PS5 vs Xbox Series X: What We Actually Know So Far
With E3 cancelled, Sony and Microsoft are set to reveal PS5 and Xbox Series X separately — here's what's confirmed and what's still a guess.
E3 2020 is officially off the table thanks to COVID-19, which means the usual circus of stage presentations and crowd reactions isn’t happening this year. Instead, Sony and Microsoft are both expected to hold their own digital reveal events for the PlayStation 5 and Xbox Series X sometime in the coming weeks. No packed conference hall, no live crowd noise — just a stream and whatever they decide to show us. Honestly, I think this could work in their favor. No time constraints, no sharing the stage with other publishers, just a focused pitch for their own hardware.
So what do we actually know, as opposed to what’s been rumored into existence by forum theorizing? Not a ton, but the core stuff is locked in. Both consoles are confirmed for a holiday 2020 launch — so we’re looking at a window that almost certainly means November, based on how console launches have historically been timed. Both companies have also confirmed custom SSDs, which is arguably the more interesting story here compared to raw teraflop numbers. Load times have been the single biggest friction point in gaming for a decade, and if these SSDs deliver on the promise of near-instant loading and more seamless open worlds, that’s a bigger experiential leap than a resolution bump.
On the graphics side, both machines are built around AMD’s RDNA2 architecture for their GPUs. This is notable because it’s the first time in a while that both platform holders are running such closely aligned underlying tech — previous generations had more divergence in GPU architecture and philosophy. RDNA2 is AMD’s next-gen graphics lineup, and having both consoles built on the same GPU family should, in theory, make cross-platform development a bit more symmetrical. Developers won’t have to account for wildly different rendering pipelines the way they sometimes did between PS4 and Xbox One.
What’s still unknown
Pricing. Exact specs like clock speeds, RAM configuration, and final SSD throughput numbers. Launch lineup. Whether backward compatibility will extend meaningfully beyond the current generation. And obviously, the actual look of the hardware itself — we’ve seen dev kit photos and speculative renders, but nothing official from either camp yet.

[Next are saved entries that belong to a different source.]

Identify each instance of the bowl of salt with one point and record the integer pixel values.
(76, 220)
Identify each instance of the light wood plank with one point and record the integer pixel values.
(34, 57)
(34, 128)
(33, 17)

Given how similar the underlying tech is shaping up to be, I suspect this generation’s console war gets decided less on hardware specs and more on exclusives, service ecosystem (Game Pass being a wildcard here), and price point. If Sony and Microsoft land within striking distance of each other on raw power, the differentiators are going to be everything wrapped around the silicon rather than the silicon itself.
I’ll be watching for whichever reveal event drops first. Until then, treat any leaked spec sheet with a healthy dose of skepticism — we’re still in the season where “sources familiar with the matter” outnumbers actual confirmed details by a wide margin.